|Stats: 289 members, 6,395 topics. Date: April 30, 2017, 11:24 pm|
Fashion illustrators use four views when drawing a model. Imagine yourself trying on an outfit and looking in the mirror. What views do you try to get to determine whether a look is for you? Here are the four views you see as you turn slowly from front to back:
* Three-quarter view
* Side view
* Back view
Facing forward: The front view
Artists — and that’s you! — often consider the front view the easiest to draw. Imagine looking straight on at a person or at yourself in the mirror — that’s a front view. The front view allows you to see a complete view of both sides of the body, keeping the imaginary center front line exactly down the middle.
The front view is great for fashion illustration because seeing all the details is easy; clothes hang well and look fun! Add the angled shoulders and hips that convey attitude in fashion drawing, and you have a great start on fashion illustrations.
Teasing the viewer with the three-quarter view
Think about the stars on the red carpet posing for pictures. As they pose, they tend to turn their bodies slightly for a slimming effect and bring one foot forward. This pose is referred to as the three-quarter view. The three-quarter view allows you to see the front of the body, but one side is shown more than the other.
In the figure, you can see a sexy yet demure three-quarter view that shows more of the figure’s left arm than her right. Compare this to the front view, in which you can see both arms equally well.

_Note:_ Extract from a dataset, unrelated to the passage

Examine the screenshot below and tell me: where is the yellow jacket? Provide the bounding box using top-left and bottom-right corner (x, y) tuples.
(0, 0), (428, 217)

With the three-quarter view, the head can face any direction; play with various directions for different looks and feelings. Drawing the three-quarter view is a bit advanced, but that makes it all the more fun to explore, so don’t let it scare you!
Turning to the side view
You may not see or use the side view as much as the other views, but it’s great for showing the side details of a dress or the way a coat nips in at the back waist. The side view is also a high fashion and creative way to show a wedding dress or evening gown.
Capturing the side view can be tricky, but with a little practice, your side views will have just as much attitude as your rockin’ front views.
Spinning around to see the back view
The back view is really only needed to show — yep, you guessed it — the back of a garment. Think about all the types of clothing where straining to see your back end is important. Jeans, jeans, and more jeans, without a doubt! And strapless dresses or other types of revealing clothing often have you trying for a good view of the back as well.
Fashion artists often use back views in fashion illustration as companions to the front views of a design. Many times, a design includes both the front and back views to give a detailed look at the garment.
The best part about drawing the back view is that it’s almost exactly the same as drawing the front view. With a few minor changes, drawing a figure from the back view comes as naturally as drawing one from the front.